张国栋倒也并不在意,每天在张孝分地指点下,炼水画符站梅花桩。张孝分是正宗阴师,不仅懂阴阳之事,更兼懂炼体功夫。即便不用阴阳法术,光凭硬功夫,也能够以一敌十。
只是穷文富武,炼水画符倒也罢了。站梅花桩等炼武事项却是极耗体力。
这年头农村虽然包产到户,基本解决了温饱,但也仅仅是温饱。肉是不大容易吃得上的。加之张国栋又是这个情况,别人家办喜事,自然不希望有张国栋这么一个客人。万一在宴席上喊见了鬼,那情形多尴尬?因此,张大强两口子一般也不会带张国栋去吃席。就算是过年的时候,也尽量不带张国栋过去。
张国栋也不喜欢别人看他的那种怪怪的眼神,也宁可待在家里,自在。
但是每天炼功消耗大,又没有充足的肉食补充,张国栋整个人瘦得象根竹杆一样。
张孝分皱起了眉头:“你这样可不行。去找张易行,他怎么着也是你师兄。”
虽然不想认张易行这个不肖徒弟,但为了这个小徒弟,张孝分还是捏着鼻子认了。
“师父,你就不会教我一点本事,我自己赚钱吗?”张国栋问道。
“你一个几岁的小屁孩,谁会信你?张易行虽然是半罐水,但好歹年纪大,别人愿意信。”张孝分说道。
“那你教我一些法术,我去山里弄一头两头野猪回来,那不就能够天天吃肉了?”张国栋毕竟还是个小孩子。
张孝分笑了起来:“我怕你进山里还喂不饱一头野猪呢。”
张国栋最后还是找了张易行。张易行自然是不愿意的,如果师父真的还健在,让他孝敬师父,那他没有半点怨言。让他照顾师弟,他就老大不愿意了。
将来这师弟学到了本事,是要跟他抢饭碗的。
但是张易行不得不答应,他怕啊!张孝分当年的本事他是知道的,谁现在变成了保家仙,谁知道他会不会做些什么?

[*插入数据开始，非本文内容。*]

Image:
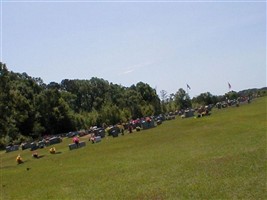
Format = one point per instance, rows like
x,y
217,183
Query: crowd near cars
x,y
133,125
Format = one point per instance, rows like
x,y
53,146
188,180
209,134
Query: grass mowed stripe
x,y
220,156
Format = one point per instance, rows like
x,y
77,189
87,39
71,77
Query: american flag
x,y
229,86
188,87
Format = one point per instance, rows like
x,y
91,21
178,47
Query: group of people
x,y
19,159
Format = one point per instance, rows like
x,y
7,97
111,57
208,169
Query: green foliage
x,y
31,108
222,156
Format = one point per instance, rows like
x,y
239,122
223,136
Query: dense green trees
x,y
30,108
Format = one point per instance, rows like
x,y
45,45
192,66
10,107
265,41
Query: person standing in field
x,y
76,141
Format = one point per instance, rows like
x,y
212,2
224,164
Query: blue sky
x,y
165,44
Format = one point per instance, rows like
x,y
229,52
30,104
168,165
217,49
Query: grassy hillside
x,y
220,156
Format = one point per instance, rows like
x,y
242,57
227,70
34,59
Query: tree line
x,y
30,108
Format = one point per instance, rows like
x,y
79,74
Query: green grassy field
x,y
222,156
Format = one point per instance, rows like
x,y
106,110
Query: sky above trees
x,y
165,44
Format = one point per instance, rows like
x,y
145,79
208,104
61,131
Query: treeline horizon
x,y
31,109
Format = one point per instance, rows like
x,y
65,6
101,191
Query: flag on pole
x,y
229,86
188,87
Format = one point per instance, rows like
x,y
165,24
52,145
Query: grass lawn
x,y
222,156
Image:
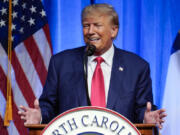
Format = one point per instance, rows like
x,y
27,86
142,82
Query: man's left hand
x,y
154,117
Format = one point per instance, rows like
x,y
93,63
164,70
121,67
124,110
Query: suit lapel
x,y
116,79
81,84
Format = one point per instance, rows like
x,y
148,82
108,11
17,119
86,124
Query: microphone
x,y
90,50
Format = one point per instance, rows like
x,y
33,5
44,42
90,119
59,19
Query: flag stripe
x,y
3,130
18,122
46,31
22,81
29,69
12,130
19,98
36,57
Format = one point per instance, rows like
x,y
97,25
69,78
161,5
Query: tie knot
x,y
99,60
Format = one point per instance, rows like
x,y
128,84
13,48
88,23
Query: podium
x,y
145,129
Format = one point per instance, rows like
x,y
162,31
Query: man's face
x,y
98,31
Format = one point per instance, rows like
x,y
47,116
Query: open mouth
x,y
93,39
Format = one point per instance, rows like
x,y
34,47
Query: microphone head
x,y
90,50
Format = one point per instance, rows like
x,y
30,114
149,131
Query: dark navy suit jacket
x,y
129,91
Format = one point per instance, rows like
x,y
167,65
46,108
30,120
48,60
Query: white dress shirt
x,y
106,67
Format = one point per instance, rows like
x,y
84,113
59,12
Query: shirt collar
x,y
107,56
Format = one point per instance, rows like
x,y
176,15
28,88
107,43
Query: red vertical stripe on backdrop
x,y
22,81
16,118
36,57
46,31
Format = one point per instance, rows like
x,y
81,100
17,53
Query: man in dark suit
x,y
125,77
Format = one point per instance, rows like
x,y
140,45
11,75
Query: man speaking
x,y
116,79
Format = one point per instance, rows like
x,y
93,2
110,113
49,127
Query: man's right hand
x,y
31,115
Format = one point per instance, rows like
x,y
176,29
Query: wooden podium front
x,y
145,129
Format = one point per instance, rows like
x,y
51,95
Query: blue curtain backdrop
x,y
147,28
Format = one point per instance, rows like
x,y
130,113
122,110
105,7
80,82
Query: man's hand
x,y
31,115
154,117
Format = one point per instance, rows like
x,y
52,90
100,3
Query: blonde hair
x,y
104,9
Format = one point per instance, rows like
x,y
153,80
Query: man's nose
x,y
91,29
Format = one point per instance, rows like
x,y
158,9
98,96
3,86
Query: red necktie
x,y
97,86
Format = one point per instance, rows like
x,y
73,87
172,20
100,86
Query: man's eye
x,y
85,26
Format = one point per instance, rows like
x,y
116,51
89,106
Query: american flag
x,y
31,52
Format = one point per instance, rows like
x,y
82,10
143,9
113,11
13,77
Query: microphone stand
x,y
89,52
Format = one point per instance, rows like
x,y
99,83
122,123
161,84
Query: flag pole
x,y
8,112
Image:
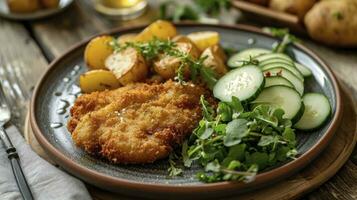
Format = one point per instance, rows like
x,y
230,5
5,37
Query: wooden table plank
x,y
21,65
57,34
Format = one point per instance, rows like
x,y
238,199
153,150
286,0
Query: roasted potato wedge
x,y
185,39
97,50
218,50
167,66
160,29
204,39
23,6
130,37
296,7
333,22
214,59
50,3
98,80
128,66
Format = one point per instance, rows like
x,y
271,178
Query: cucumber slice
x,y
270,56
275,60
245,83
306,72
277,80
289,67
237,59
284,97
279,71
317,111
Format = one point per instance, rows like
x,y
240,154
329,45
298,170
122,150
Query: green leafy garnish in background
x,y
171,10
283,33
233,142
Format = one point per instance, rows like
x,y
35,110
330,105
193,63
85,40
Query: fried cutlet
x,y
138,123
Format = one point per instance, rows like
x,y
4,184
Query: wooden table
x,y
27,48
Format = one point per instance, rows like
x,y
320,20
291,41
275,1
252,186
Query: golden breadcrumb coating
x,y
138,123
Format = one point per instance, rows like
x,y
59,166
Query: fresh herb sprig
x,y
153,48
283,33
233,142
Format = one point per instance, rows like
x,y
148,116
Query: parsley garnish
x,y
283,33
233,142
153,48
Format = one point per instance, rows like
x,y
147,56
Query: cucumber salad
x,y
262,105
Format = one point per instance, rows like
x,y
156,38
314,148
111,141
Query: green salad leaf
x,y
234,141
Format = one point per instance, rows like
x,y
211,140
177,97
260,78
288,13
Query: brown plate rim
x,y
114,182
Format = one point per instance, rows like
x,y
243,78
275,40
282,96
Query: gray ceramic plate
x,y
6,13
58,89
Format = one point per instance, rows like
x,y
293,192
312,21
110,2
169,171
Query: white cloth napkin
x,y
46,181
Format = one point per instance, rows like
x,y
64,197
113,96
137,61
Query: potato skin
x,y
97,50
215,59
129,37
98,80
49,3
185,39
160,29
333,22
128,66
204,39
167,66
296,7
23,6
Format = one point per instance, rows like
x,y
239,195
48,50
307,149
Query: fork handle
x,y
16,167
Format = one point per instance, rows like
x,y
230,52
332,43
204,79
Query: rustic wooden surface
x,y
27,47
319,171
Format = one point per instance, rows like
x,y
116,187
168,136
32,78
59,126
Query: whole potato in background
x,y
333,22
296,7
50,3
23,6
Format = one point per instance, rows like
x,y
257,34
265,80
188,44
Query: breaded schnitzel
x,y
138,123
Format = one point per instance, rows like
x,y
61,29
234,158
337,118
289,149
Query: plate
x,y
58,89
5,12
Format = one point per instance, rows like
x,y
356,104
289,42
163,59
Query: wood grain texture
x,y
21,65
58,33
311,177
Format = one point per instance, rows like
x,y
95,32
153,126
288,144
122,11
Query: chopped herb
x,y
234,143
283,33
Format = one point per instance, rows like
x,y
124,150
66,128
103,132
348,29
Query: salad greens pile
x,y
233,142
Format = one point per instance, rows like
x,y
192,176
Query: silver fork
x,y
5,116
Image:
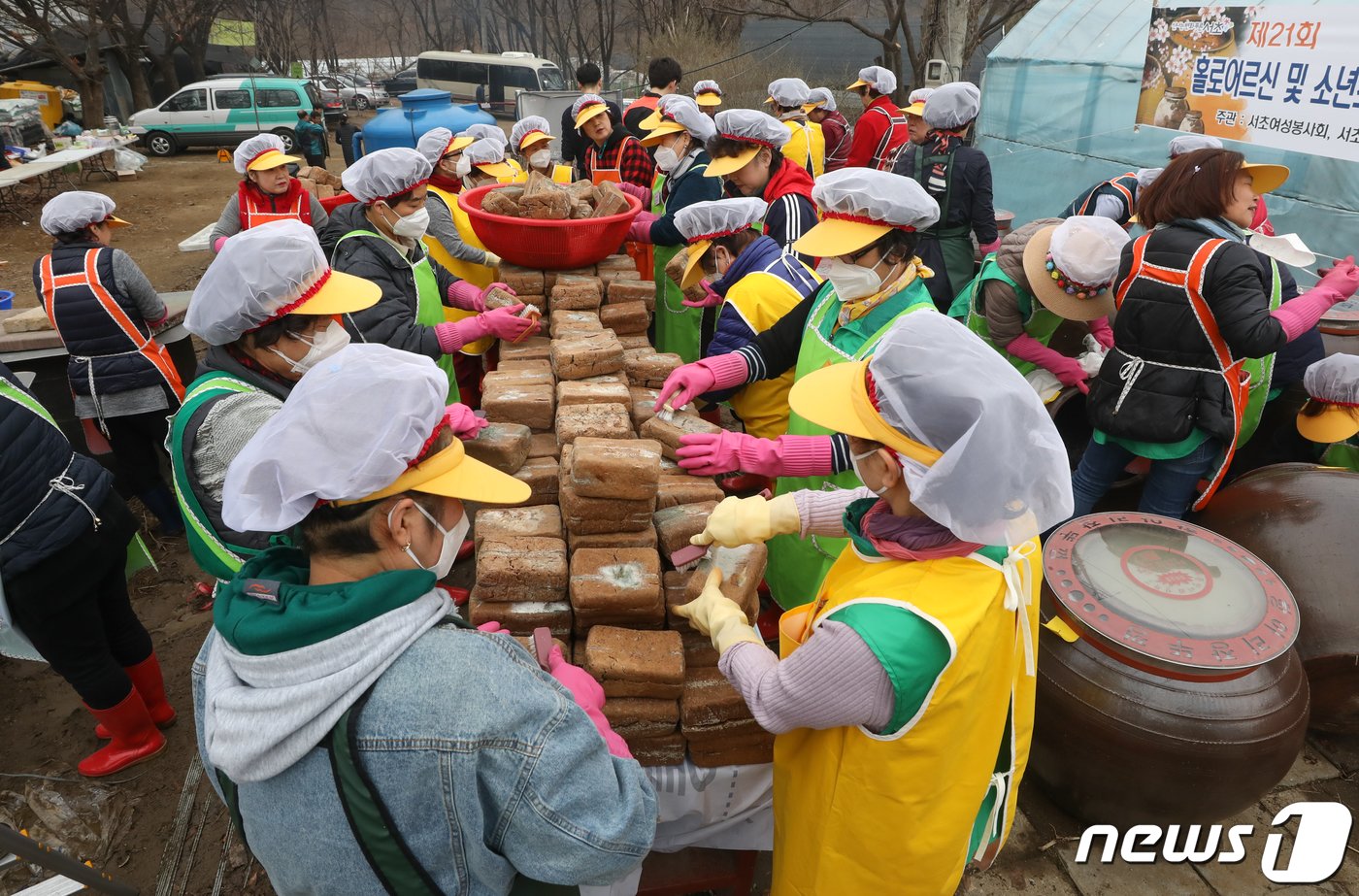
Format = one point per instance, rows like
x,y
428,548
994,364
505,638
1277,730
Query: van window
x,y
279,99
186,101
231,98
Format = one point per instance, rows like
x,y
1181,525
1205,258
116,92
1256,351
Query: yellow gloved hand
x,y
740,521
717,616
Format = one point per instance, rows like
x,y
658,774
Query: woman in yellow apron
x,y
677,131
532,140
866,241
423,308
903,698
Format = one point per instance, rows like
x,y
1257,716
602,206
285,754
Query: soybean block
x,y
522,569
500,445
615,468
583,355
627,318
543,521
636,664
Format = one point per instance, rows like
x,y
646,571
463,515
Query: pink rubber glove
x,y
713,453
709,301
464,421
1103,332
689,381
1067,370
588,696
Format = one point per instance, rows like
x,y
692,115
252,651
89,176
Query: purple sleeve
x,y
833,680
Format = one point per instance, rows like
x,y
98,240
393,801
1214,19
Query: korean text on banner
x,y
1276,75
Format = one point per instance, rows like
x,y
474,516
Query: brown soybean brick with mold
x,y
627,318
676,525
615,468
583,355
522,569
648,664
500,445
543,521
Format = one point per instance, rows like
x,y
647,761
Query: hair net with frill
x,y
1005,475
350,426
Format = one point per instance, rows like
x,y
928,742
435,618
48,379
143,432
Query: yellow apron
x,y
906,811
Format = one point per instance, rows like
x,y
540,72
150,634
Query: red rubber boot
x,y
149,684
135,739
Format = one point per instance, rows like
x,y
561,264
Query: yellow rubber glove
x,y
740,521
717,616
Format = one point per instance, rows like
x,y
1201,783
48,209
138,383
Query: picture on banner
x,y
1275,75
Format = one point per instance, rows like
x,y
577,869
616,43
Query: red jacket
x,y
878,136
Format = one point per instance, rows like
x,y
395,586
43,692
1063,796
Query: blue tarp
x,y
1057,115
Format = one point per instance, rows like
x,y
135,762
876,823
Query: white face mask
x,y
319,347
849,281
447,550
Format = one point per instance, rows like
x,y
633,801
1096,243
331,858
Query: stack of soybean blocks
x,y
586,556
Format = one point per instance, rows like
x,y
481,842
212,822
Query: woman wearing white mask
x,y
424,309
677,131
866,241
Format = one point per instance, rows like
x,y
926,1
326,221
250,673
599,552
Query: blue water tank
x,y
420,112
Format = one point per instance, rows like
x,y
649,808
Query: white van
x,y
488,79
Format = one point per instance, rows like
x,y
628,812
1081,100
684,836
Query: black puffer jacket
x,y
1157,325
48,492
391,321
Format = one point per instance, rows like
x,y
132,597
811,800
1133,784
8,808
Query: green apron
x,y
428,302
797,566
1039,322
679,326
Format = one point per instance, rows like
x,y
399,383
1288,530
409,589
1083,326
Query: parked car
x,y
224,111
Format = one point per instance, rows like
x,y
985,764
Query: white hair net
x,y
751,126
386,173
824,97
75,210
879,196
349,427
719,217
257,272
953,105
1003,476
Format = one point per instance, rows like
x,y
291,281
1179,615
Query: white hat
x,y
953,105
265,272
77,210
700,223
532,128
435,145
260,153
819,97
1071,265
950,407
386,173
1191,142
858,206
676,113
788,91
356,427
876,77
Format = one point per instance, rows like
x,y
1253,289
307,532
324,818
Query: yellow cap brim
x,y
272,159
662,129
729,163
819,397
1266,179
692,270
342,294
835,237
1332,424
451,474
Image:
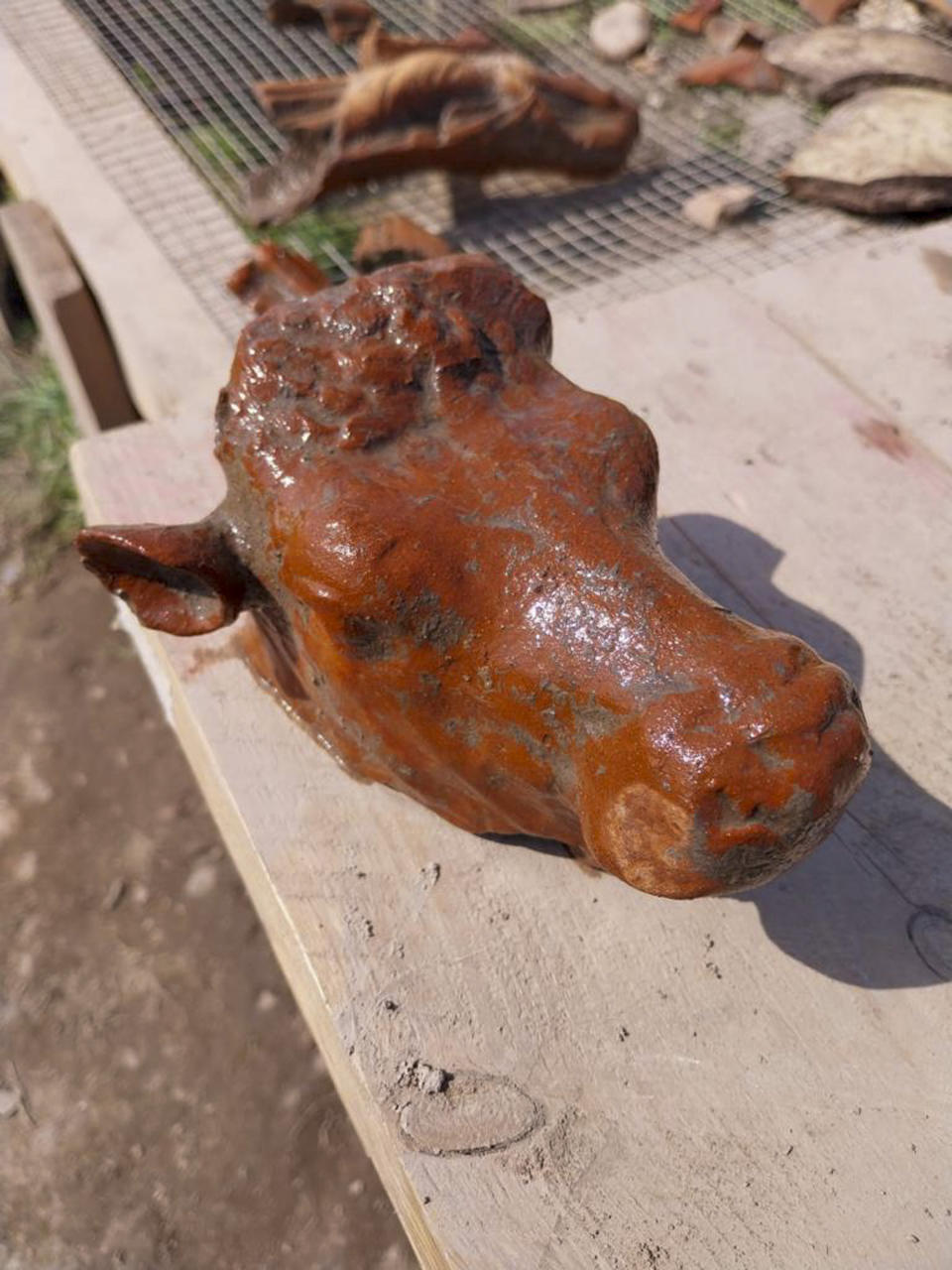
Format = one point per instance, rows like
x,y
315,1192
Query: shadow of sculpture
x,y
873,906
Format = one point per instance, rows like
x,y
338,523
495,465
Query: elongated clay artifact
x,y
456,111
448,556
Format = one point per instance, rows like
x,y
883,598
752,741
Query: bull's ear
x,y
182,578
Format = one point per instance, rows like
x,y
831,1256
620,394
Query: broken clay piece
x,y
744,67
881,153
621,31
397,238
694,18
275,275
841,62
460,112
449,558
343,19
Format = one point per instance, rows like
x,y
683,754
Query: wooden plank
x,y
173,353
754,1082
883,316
66,314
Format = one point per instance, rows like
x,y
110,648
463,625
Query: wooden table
x,y
548,1069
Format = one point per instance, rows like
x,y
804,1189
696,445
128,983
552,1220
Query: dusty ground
x,y
162,1102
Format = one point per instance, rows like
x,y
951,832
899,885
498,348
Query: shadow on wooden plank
x,y
816,913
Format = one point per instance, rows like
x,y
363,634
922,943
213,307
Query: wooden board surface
x,y
761,1082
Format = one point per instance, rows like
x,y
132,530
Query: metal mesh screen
x,y
193,62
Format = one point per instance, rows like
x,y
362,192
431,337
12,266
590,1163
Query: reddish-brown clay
x,y
449,556
457,111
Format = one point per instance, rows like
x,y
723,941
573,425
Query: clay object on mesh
x,y
273,275
883,153
449,558
397,238
435,109
343,19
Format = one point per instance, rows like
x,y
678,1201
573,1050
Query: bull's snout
x,y
724,786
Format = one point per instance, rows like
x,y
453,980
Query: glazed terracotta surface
x,y
273,275
448,552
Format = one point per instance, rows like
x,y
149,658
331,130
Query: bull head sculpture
x,y
448,554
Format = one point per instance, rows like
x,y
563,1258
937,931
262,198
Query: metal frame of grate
x,y
193,63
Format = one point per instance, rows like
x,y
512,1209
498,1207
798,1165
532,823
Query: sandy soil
x,y
162,1102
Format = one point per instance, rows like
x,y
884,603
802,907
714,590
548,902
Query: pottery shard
x,y
744,67
448,558
453,111
694,18
343,19
711,207
725,35
881,153
889,16
841,62
397,238
275,275
621,31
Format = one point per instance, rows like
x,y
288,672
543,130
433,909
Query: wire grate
x,y
193,62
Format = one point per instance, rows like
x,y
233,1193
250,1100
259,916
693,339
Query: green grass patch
x,y
722,132
36,431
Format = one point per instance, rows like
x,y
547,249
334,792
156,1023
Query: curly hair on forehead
x,y
361,361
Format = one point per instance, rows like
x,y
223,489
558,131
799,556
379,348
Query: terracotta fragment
x,y
712,207
881,153
461,112
449,559
380,46
343,19
397,238
273,275
842,62
694,18
744,67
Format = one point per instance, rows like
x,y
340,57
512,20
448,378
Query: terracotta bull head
x,y
448,552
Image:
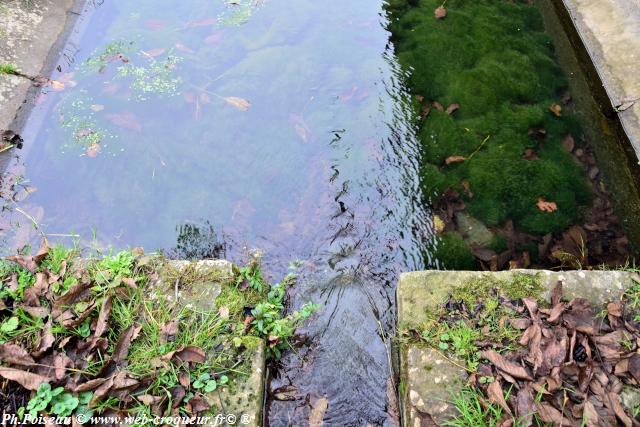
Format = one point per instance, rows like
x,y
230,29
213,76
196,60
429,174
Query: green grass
x,y
494,59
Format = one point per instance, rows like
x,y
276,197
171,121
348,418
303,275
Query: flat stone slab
x,y
428,379
243,400
28,31
610,31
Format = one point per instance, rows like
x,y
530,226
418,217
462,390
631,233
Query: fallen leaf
x,y
103,317
568,143
545,206
125,120
318,410
93,150
239,103
224,312
191,354
168,331
121,349
501,363
28,380
14,354
454,159
154,52
452,108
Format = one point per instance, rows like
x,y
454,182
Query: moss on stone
x,y
494,59
454,253
481,288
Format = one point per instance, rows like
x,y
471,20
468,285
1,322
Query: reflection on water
x,y
274,125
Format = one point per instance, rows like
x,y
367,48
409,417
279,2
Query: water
x,y
270,125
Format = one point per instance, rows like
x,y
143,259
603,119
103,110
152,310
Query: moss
x,y
494,59
483,288
454,253
498,244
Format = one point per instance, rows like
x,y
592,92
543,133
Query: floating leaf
x,y
154,52
454,159
239,103
93,150
452,108
125,120
56,85
546,206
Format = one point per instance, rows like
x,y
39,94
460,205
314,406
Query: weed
x,y
9,69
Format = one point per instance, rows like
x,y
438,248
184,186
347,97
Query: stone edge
x,y
605,286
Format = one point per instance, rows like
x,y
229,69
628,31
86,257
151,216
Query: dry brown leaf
x,y
168,331
14,354
191,354
454,159
121,349
510,368
546,206
239,103
496,395
525,405
452,108
317,412
556,109
93,150
28,380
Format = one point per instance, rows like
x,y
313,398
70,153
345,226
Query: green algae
x,y
454,253
494,59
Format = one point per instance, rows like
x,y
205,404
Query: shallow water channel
x,y
278,126
206,128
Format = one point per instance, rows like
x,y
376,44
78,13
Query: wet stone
x,y
242,399
473,231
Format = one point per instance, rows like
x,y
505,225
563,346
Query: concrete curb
x,y
427,377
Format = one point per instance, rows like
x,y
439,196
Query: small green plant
x,y
251,276
57,401
205,383
9,69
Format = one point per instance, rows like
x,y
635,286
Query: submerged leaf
x,y
239,103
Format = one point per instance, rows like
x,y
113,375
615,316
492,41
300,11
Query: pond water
x,y
209,128
270,125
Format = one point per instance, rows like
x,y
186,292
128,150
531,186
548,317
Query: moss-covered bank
x,y
500,143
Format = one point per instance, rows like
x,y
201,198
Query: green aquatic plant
x,y
155,77
496,62
454,253
8,69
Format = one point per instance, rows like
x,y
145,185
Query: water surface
x,y
269,125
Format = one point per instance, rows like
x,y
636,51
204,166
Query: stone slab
x,y
28,32
427,378
610,31
243,401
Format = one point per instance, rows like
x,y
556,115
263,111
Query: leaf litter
x,y
570,368
62,324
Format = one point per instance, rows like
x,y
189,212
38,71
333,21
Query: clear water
x,y
274,125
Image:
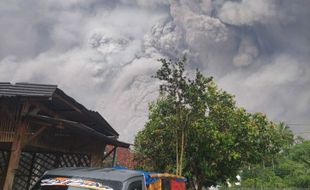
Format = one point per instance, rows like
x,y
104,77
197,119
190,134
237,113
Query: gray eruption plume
x,y
104,53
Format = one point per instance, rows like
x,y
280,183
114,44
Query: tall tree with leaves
x,y
196,129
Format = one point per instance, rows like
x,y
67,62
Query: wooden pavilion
x,y
43,128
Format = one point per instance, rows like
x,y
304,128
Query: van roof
x,y
96,173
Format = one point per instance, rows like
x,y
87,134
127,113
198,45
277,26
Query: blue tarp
x,y
148,178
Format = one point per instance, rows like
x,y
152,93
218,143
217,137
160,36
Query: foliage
x,y
290,169
196,128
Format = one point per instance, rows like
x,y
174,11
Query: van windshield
x,y
76,183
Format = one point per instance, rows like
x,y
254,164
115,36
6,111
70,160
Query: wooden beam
x,y
68,103
114,157
97,157
15,154
36,134
45,109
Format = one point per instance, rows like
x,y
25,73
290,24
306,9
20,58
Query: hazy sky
x,y
103,52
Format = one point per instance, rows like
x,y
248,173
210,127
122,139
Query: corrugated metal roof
x,y
59,102
96,173
26,89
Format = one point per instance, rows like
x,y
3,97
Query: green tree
x,y
196,129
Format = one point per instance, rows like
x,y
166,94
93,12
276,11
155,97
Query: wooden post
x,y
97,156
114,157
16,151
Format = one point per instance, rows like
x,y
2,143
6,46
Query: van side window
x,y
136,185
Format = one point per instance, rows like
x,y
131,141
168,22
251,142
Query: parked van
x,y
107,179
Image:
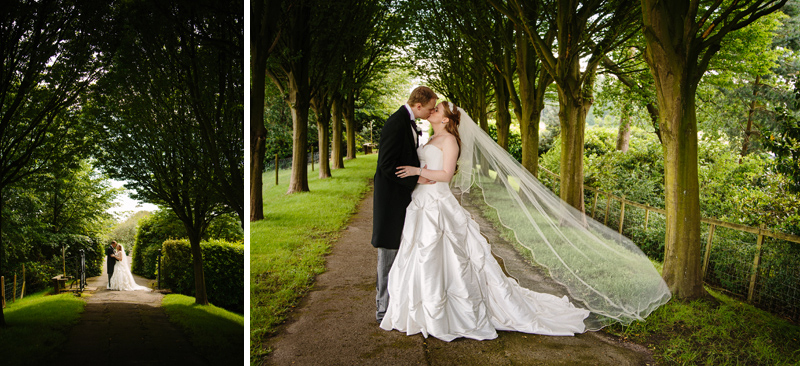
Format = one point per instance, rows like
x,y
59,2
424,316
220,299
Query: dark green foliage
x,y
223,268
163,225
514,141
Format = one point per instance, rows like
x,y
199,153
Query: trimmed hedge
x,y
223,267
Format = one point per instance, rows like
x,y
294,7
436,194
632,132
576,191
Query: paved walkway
x,y
335,323
126,328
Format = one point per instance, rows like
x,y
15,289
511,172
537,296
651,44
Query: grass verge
x,y
37,326
214,332
287,248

“我现在也弄不到什么钱,最多每个月拿出来五块钱给师弟。”张易行很为难地说道。
“五块钱就五块钱。”张孝分也不勉强。
一斤肉一两块钱一斤,五块钱最多是让张国栋一个月吃上几次肉。但也总比没有好。张国栋家里现在一个月也难得吃上一两回肉。